O decreto-lei que permite a construção em terrenos rústicos, até agora proibidos, foi publicado esta semana em Diário da República e entra em vigor no final do mês de janeiro. Ao simplificar a lei dos solos, o Governo deu aos municípios a facilidade de afetarem mais terrenos rústicos à construção e urbanização, permitindo que, excecionalmente, a decisão dependa apenas das câmaras e assembleias municipais.
De acordo com o polémico decreto-lei que altera o Regime Jurídico dos Instrumentos de Gestão Territorial (RJIGT), o objetivo é facilitar “a criação de soluções habitacionais que atendam aos critérios de custos controlados e venda a preços acessíveis, promovendo, assim, uma maior equidade social e permitindo que as famílias portuguesas tenham acesso a habitação digna”.
A medida levantou críticas por parte das associações ambientalistas e dúvidas entre alguns autarcas, mas, segundo o Executivo, os municípios continuam a ter de respeitar as especificidades dos terrenos. “Continua a vigorar a proibição de construção em unidades de terra com aptidão elevada para o uso agrícola, nos termos da Reserva Agrícola Nacional.
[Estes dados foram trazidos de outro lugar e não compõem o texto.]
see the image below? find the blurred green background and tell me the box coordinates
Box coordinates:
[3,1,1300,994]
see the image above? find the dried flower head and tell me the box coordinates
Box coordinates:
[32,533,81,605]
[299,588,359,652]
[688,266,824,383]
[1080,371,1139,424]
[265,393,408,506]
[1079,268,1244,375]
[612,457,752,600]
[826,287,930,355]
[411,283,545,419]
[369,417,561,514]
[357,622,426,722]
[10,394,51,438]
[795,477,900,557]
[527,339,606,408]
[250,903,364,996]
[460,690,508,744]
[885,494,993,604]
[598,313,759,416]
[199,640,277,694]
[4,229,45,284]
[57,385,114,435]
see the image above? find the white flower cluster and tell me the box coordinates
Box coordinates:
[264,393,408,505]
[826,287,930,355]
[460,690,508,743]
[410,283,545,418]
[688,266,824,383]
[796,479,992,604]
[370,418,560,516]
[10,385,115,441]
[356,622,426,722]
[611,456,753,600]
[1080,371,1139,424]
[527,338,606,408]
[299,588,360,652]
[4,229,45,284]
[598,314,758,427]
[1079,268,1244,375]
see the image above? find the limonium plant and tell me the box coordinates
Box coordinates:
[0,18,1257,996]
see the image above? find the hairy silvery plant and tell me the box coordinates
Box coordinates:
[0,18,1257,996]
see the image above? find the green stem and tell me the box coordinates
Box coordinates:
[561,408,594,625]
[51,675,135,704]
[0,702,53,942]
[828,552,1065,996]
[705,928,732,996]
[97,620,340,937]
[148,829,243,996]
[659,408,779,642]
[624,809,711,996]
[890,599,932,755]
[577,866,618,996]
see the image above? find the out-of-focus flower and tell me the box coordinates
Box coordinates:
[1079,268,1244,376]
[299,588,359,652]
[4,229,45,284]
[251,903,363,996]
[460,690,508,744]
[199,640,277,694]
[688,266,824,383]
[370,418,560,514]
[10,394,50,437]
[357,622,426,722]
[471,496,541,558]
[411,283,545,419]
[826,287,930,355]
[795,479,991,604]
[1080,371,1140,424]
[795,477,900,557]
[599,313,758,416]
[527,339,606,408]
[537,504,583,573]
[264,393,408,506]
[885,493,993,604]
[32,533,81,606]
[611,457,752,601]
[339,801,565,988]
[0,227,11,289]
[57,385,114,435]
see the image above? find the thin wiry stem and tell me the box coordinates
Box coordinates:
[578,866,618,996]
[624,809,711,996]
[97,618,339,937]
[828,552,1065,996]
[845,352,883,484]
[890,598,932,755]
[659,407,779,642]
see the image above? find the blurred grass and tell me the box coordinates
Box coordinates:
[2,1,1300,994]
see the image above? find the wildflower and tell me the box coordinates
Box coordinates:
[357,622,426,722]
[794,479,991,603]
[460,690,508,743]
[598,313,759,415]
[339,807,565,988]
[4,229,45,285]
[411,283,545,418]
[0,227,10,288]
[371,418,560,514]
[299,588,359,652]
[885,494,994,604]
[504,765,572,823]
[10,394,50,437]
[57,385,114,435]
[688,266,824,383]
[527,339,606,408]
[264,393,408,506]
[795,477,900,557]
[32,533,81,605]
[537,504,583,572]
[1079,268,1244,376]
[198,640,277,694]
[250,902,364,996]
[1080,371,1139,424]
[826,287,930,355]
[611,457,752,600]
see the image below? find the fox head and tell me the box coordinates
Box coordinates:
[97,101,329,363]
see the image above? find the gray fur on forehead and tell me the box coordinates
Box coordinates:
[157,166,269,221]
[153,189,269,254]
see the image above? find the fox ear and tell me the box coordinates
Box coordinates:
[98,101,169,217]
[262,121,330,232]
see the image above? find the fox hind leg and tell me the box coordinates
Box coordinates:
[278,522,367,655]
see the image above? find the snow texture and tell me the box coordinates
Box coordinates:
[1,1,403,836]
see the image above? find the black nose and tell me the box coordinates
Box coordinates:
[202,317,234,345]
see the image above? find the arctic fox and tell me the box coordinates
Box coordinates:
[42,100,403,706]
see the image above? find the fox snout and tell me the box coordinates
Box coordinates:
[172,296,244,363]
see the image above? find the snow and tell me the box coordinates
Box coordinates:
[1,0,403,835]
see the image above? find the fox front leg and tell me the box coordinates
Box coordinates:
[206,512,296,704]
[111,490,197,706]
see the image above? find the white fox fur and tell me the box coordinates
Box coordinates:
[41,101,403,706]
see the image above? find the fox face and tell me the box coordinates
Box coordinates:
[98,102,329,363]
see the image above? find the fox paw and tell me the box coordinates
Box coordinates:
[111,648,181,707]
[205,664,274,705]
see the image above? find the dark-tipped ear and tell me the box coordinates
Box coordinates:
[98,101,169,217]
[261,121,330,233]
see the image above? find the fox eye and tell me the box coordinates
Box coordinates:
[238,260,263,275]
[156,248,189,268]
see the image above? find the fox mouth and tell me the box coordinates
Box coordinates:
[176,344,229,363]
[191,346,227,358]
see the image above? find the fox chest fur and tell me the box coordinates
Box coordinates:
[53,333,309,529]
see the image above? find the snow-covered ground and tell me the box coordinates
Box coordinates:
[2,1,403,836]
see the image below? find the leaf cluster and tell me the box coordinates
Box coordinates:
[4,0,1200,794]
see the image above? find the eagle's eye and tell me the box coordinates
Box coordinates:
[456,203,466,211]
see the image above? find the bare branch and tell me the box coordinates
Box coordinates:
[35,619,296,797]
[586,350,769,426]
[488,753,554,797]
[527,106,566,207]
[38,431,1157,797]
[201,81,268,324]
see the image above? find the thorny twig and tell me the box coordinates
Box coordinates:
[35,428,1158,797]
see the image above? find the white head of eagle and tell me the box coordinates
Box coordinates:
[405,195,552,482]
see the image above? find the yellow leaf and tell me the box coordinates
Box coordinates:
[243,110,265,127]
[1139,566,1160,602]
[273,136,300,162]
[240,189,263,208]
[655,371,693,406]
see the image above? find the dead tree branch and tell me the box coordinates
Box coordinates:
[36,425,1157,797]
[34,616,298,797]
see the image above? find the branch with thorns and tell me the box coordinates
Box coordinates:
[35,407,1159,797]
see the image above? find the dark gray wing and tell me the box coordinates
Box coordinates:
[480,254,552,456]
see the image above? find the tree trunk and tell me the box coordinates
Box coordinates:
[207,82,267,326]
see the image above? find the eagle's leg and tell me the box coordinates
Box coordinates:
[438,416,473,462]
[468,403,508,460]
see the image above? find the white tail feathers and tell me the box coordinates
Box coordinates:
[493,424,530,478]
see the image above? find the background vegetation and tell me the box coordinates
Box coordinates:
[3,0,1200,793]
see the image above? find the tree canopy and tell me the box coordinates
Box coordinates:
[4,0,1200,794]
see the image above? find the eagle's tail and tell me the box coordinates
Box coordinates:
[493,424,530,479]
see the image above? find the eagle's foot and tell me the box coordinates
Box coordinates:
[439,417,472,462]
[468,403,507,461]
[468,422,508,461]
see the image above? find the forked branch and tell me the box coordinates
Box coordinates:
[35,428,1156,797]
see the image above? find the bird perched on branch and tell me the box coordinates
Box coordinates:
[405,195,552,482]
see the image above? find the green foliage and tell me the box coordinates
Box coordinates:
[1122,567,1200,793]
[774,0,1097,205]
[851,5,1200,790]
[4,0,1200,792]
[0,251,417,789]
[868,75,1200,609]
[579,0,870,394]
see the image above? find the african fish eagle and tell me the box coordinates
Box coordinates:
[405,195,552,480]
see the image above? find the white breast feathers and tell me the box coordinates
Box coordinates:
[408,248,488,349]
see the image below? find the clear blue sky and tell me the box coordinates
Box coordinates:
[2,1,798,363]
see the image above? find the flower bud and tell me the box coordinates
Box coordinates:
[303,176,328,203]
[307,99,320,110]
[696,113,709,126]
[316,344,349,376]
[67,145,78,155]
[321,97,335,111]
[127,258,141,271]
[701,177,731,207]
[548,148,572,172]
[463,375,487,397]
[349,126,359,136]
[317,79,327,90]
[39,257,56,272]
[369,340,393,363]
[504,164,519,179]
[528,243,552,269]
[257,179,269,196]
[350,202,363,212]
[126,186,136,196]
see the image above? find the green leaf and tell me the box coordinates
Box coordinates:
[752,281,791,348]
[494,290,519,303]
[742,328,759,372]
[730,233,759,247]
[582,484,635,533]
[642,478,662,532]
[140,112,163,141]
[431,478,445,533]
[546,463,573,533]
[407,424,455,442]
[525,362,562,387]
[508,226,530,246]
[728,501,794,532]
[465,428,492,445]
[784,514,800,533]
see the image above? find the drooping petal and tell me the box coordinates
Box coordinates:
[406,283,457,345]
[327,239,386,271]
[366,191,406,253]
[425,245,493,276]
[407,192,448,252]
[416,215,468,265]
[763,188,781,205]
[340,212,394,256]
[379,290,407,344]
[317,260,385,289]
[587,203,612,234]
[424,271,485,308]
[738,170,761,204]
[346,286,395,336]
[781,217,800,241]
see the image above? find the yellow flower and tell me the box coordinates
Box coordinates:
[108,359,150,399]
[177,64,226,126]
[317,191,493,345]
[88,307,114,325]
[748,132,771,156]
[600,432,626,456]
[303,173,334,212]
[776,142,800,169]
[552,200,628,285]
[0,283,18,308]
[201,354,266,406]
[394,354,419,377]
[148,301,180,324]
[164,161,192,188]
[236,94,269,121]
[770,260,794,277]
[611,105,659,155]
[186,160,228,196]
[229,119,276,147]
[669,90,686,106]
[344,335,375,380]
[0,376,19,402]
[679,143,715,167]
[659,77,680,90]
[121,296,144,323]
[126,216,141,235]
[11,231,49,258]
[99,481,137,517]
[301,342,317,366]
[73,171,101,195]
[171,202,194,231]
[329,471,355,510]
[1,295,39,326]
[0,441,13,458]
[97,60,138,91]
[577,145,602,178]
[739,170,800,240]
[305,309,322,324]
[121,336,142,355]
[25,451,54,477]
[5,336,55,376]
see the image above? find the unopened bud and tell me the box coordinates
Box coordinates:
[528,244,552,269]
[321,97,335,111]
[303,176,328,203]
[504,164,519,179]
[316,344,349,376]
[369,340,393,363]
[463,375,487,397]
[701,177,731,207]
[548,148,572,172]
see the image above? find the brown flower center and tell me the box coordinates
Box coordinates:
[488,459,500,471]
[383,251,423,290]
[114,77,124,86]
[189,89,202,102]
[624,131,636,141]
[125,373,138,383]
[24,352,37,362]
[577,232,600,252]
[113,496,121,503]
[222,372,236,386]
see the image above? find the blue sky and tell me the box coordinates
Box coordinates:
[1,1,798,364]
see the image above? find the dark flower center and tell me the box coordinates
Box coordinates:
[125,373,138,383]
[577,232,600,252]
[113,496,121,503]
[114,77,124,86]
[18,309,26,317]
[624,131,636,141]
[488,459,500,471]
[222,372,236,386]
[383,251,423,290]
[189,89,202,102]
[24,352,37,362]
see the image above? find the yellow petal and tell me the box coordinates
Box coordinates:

Quanto à Reserva Ecológica Nacional, continuam a ser salvaguardados os valores e funções naturais fundamentais, bem como prevenidos os riscos para pessoas e bens”, pode ler-se no documento, promulgado pelo Presidente da República a 27 de dezembro.
Marcelo Rebelo de Sousa não deixou, no entanto, de levantar reservas ao documento, que diz “constituir um entorse significativo em matéria de regime genérico de ordenamento e planeamento do território, a nível nacional e local”. Ainda assim, justificou a decisão com a “urgência no uso dos fundos europeus e no fomento da construção da habitação” e a “intervenção decisiva das assembleias municipais”. Isto porque qualquer reclassificação dos terrenos de rústico para urbano terá de ser é legitimada por deliberação da assembleia municipal, sob proposta da câmara municipal.
Ambientalistas criticam, autarcas alertam
Uma vez aprovada a medida, um grupo de 16 organizações ambientalistas e especialistas em gestão territorial enviaram uma carta aberta ao Executivo, onde revelam “uma forte e veemente preocupação face à pretensão do Governo”.
Embora reconheçam a gravidade da crise habitacional e a necessidade de soluções acessíveis, o grupo acredita que a construção em solos rústicos dará origem a “mais problemas do que soluções”. “Deve ser promovida a recuperação dos solos rústicos degradados, para manterem a funcionalidade agrícola e contribuírem para a segurança alimentar no nosso país e para a manutenção de habitats e da biodiversidade, e não deve ser permitida a sua destruição, com construção e infraestruturas complementares”, pode ler-se na carta aberta, intitulada “Em defesa do solo do nosso país”.
A associação Zero considerou mesmo esta decisão um dos cinco factos mais negativos do ano de 2024, defendendo que “permitir a flexibilização da reclassificação de solo rústico em urbano, sendo que estes estão, em regra, incluídos na Reserva Agrícola Nacional ou na Reserva Ecológica Nacional, dando mais liberdades aos municípios para decidir, dificilmente dará bom resultado”.
Por parte dos autarcas, o diploma trouxe algumas dúvidas e alertas, relacionados, sobretudo, com o facto de permitir que uma parte da área urbanizada (30%) não seja destinada, necessariamente, a habitação pública, arrendamento acessível ou habitação a preços moderados.
De acordo com um parecer da Associação Nacional de Municípios Portugueses (ANMP), a que o Jornal de Notícias teve acesso, a medida poderá trazer “grande pressão ao planeamento e à gestão urbanística”, além de “alimentar “um elenco de medidas que ultrapassa claramente a finalidade habitacional”. Isto ao mesmo tempo que irá coincidir com os Planos Diretores Municipais já aprovados por diversas entidades, a que as câmaras municipais estão vinculadas.
Embora alguns presidentes da câmara já tenham elogiado a medida, como José Ribau Esteves, de Aveiro, outros levantaram reservas, sobretudo do interior do país, alegando que nos territórios de baixa densidade não faltam terrenos para construção e alertando para o eventual risco de abusos ou especulação.